説明

調査装置及びコンピュータプログラム

【課題】刺激によって調査対象に対する被験者群の態度がどのように変化するのかを把握することに寄与することを図る。
【解決手段】被験者群に対し、調査対象に関する情報を提示して該調査対象に対する評価を取得する調査ステージを、調査ステージで取得した評価に基づいた刺激を新規の調査ステージで被験者に提示しながら、繰り返し行う調査実行モジュール2と、該取得された評価に関する情報を記憶するローデータ記憶部7、加工データ記憶部8と、調査ステージ間の評価の変化に関する分析データを生成する調査結果分析モジュール5と、を備える。

【発明の詳細な説明】
【技術分野】
【0001】
本発明は、調査装置及びコンピュータプログラムに関する。
【背景技術】
【0002】
一般に、商品やサービスに対する消費者の評価や購買等の行動は、商品を提供する企業が行うプロモーション活動や、インターネット上で広まる口コミ等のCGM(Consumer Generated Media)による情報などを受けて変化することが多い。特に近年はCGMの果たす役割が大きくなっているため、商品やサービスに対する消費者の評価を調査する際に、CGMの影響を考慮することが望まれる。従来、例えば特許文献1に記載の調査装置が知られている。この従来の調査装置では、相互評価用被験者に対して調査対象に対する既存の評価を提示して既存の評価に対する評価を取得し、既存の評価と該既存の評価に対する評価とを関連付けて記録している。
【先行技術文献】
【特許文献】
【0003】
【特許文献1】特開2009−59206号公報
【発明の概要】
【発明が解決しようとする課題】
【0004】
しかし、上述した従来の調査装置では、既存の評価の提示前後でそれぞれに調査対象に対する被験者の評価を取得するが、これだけでは、調査対象に対する被験者群の態度がどのように変化するのかを把握することが困難である。このため、CGMが消費者に与える影響を十分に解析することが難しい。
【0005】
本発明は、このような事情を考慮してなされたもので、その目的は、刺激によって調査対象に対する被験者群の態度がどのように変化するのかを把握することに寄与することのできる調査装置及びコンピュータプログラムを提供することにある。
【課題を解決するための手段】
【0006】
上記の課題を解決するために、本発明に係る調査装置は、被験者群に対し、調査対象に関する情報を提示して該調査対象に対する評価を取得する調査ステージを、前記調査ステージで取得した前記評価に基づいた刺激を新規の前記調査ステージで被験者に提示しながら、繰り返し行う調査手段と、前記取得された評価に関する情報を記憶する記憶手段と、前記調査ステージ間の前記評価の変化に関する分析データを生成する分析データ生成手段と、を備えたことを特徴とする。
【0007】
本発明に係る調査装置においては、前記調査ステージ毎に総合評価を集計する総合評価集計手段を備えたことを特徴とする。

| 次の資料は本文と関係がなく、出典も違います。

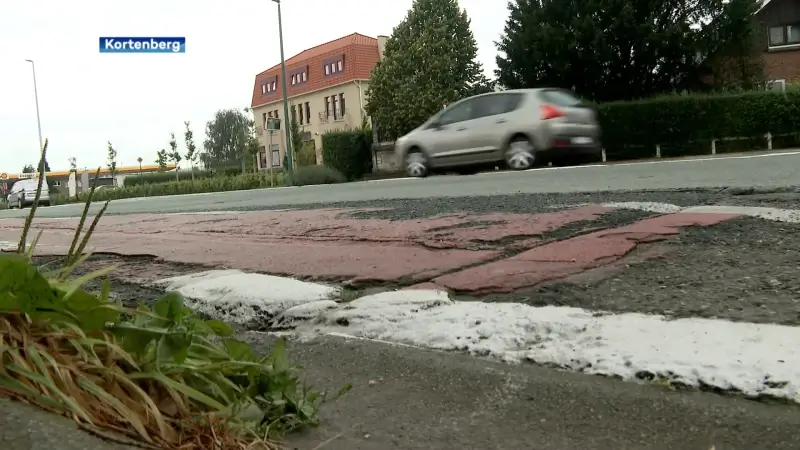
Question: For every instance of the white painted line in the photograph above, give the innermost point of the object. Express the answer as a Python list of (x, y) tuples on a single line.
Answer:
[(766, 213), (752, 358)]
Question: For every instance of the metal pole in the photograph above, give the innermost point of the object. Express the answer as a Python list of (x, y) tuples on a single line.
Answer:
[(36, 97), (289, 159)]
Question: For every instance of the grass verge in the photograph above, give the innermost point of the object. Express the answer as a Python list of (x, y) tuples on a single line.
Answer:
[(161, 376)]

本発明に係る調査装置においては、前記調査ステージ毎に部分評価を集計する部分評価集計手段を備えたことを特徴とする。
本発明に係る調査装置においては、前記調査ステージ毎に部分評価の重要度を算出する部分評価重要度算出手段を備えたことを特徴とする。
【0008】
本発明に係る調査装置においては、前記調査ステージ毎かつ総合評価毎に、部分評価を集計する部分評価集計手段を備えたことを特徴とする。
本発明に係る調査装置においては、前記調査ステージ毎かつ総合評価毎に、部分評価の重要度を算出する部分評価重要度算出手段を備えたことを特徴とする。

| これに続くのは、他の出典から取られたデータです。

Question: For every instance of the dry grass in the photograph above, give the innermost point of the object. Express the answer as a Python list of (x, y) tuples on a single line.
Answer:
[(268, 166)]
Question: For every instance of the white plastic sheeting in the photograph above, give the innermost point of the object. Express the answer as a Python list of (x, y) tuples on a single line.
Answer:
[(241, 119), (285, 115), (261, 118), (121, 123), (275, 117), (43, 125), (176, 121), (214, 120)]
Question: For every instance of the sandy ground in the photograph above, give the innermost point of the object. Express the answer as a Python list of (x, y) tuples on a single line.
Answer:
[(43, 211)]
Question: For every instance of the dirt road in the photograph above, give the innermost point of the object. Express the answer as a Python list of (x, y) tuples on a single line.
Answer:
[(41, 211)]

本発明に係る調査装置においては、前記調査ステージ間で総合評価に変化のあった被験者と変化のなかった被験者を区別して、被験者に提示された刺激を集計する刺激集計手段を備えたことを特徴とする。
【0009】
本発明に係る調査装置においては、前記調査ステージ間で総合評価に変化のあった被験者と変化のなかった被験者を区別して、被験者に提示された刺激の重要度を算出する刺激重要度算出手段を備えたことを特徴とする。

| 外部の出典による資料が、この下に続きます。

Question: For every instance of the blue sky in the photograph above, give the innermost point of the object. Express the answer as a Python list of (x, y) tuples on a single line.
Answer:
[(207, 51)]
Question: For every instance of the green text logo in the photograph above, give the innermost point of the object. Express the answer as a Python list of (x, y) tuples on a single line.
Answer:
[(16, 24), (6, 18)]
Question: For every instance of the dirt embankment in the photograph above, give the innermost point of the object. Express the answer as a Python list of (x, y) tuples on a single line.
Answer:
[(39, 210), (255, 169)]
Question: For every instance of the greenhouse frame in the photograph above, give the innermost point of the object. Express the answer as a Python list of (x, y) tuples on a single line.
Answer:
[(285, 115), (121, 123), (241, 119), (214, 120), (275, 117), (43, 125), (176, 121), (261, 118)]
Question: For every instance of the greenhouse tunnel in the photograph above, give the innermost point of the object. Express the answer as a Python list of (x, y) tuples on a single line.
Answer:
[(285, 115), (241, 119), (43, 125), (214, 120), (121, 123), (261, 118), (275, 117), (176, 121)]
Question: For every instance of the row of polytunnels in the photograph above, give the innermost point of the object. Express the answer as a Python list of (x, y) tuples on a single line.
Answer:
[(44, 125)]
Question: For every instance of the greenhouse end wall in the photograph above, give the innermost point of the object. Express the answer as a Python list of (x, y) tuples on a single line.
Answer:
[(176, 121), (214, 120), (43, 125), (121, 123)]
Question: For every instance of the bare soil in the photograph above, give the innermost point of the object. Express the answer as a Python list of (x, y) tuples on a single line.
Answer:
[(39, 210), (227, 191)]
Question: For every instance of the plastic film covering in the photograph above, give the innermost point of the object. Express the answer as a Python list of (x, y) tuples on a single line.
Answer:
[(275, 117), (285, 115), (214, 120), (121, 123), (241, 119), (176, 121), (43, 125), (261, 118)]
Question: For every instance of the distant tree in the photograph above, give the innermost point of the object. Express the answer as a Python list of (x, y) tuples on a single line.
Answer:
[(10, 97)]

本発明に係る調査装置において、前記刺激集計手段は、前記調査ステージ間で総合評価に変化のあった被験者に提示された刺激を、変化の方向別に集計することを特徴とする。
本発明に係る調査装置において、前記刺激重要度算出手段は、前記調査ステージ間で総合評価に変化のあった被験者に提示された刺激の重要度を、変化の方向別に算出することを特徴とする。
【0010】
本発明に係る調査装置においては、前記調査ステージ間で総合評価に変化のあった被験者と変化のなかった被験者を区別して、被験者に提示された刺激の基になった評価を行った被験者の属性を集計する属性集計手段を備えたことを特徴とする。
本発明に係る調査装置においては、前記調査ステージ間で総合評価に変化のあった被験者と変化のなかった被験者を区別して、被験者の属性を集計する属性集計手段を備えたことを特徴とする。
本発明に係る調査装置において、前記属性集計手段は、変化の方向別に前記属性を集計することを特徴とする。
【0011】
本発明に係る調査装置においては、被験者の属性の値によって変化のしやすさが異なる属性を抽出する属性抽出手段を備えたことを特徴とする。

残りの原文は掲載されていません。